U.S. Secretary of State John Kerry, during a visit on Sunday to Jakarta, Indonesia, addressed the increasingly pressing issue of climate change.
He was speaking to Indonesians, but he could have just as easily, given the relevance and importance of his remarks, been speaking to Americans. China and the United States accounted for 40 percent of the greenhouse gases emitted into the atmosphere that last year made the level of carbon dioxide the highest in recorded history. Indonesia, surprisingly, is third among the world’s carbon pollution producers. Its emissions come from deforestation and agriculture rather than from burning oil and coal.

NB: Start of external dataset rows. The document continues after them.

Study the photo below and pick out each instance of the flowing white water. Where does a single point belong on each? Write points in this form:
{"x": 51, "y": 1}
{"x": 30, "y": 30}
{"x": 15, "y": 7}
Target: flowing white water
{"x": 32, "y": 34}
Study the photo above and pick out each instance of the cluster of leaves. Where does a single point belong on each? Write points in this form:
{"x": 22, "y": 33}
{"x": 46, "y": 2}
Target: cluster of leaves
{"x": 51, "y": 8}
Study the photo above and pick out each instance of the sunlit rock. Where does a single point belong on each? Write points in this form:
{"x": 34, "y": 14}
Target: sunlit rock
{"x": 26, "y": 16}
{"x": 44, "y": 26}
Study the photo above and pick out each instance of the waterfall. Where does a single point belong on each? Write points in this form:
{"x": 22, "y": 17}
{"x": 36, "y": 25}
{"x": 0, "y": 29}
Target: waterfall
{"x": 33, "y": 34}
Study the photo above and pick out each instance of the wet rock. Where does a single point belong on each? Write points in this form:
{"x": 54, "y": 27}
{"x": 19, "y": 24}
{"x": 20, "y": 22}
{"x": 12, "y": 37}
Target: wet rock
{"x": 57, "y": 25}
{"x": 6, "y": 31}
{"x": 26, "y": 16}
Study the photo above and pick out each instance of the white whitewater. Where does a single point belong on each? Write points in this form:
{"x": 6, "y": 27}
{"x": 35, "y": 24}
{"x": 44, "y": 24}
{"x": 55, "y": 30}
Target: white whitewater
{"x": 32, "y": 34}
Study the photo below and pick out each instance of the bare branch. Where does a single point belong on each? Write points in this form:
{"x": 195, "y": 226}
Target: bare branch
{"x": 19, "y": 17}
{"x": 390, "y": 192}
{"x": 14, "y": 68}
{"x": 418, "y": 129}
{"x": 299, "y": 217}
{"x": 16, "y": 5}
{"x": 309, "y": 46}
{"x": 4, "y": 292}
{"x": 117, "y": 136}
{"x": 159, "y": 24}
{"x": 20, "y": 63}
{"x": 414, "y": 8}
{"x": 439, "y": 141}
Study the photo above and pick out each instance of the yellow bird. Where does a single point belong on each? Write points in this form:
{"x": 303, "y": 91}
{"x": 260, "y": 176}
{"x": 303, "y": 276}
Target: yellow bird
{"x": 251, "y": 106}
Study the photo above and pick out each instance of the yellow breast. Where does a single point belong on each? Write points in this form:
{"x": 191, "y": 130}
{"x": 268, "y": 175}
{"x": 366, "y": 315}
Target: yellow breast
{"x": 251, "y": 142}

Kerry walked his audience through the familiar sequence of events. Temperatures increase, glaciers and other ice formations melt, sea levels rise and, if the phenomenon continues uninterrupted, by the end of this century half of Jakarta will be under water. He did not spare the guns on the skeptics of climate change either. The science of climate change, he said, is “absolutely certain” and is accepted by 97 percent of scientists.
Taking dead aim at Americans who oppose action on climate change, he said the rest of the world’s population should not be diverted from dealing with the problem by a tiny minority of “shoddy scientists” and extreme ideologues.
He pledged President Barack Obama’s attention to the matter and said he had taken his just-completed visit to China as an opportunity to engage its leaders on the issue. He said that governments should stop giving incentives to the coal and oil industries and take advantage of the economic opportunities offered by a rapidly expanding global energy market and by renewable energy technology.
Kerry, who has been concentrating most of his energy on Middle East negotiations – between the Israelis and Palestinians, over Iran’s nuclear program and economic sanctions, and regarding the Syrian conflict – addressed in Jakarta what he considers to be an equally urgent global issue. He ranked climate change alongside epidemics, poverty, terrorism and the proliferation of weapons of mass destruction as a global priority requiring attention and action.
“It’s everyone’s responsibility,” he said, and “lack of political resolve” is the problem. History and future generations will not forgive lack of action by today’s leaders.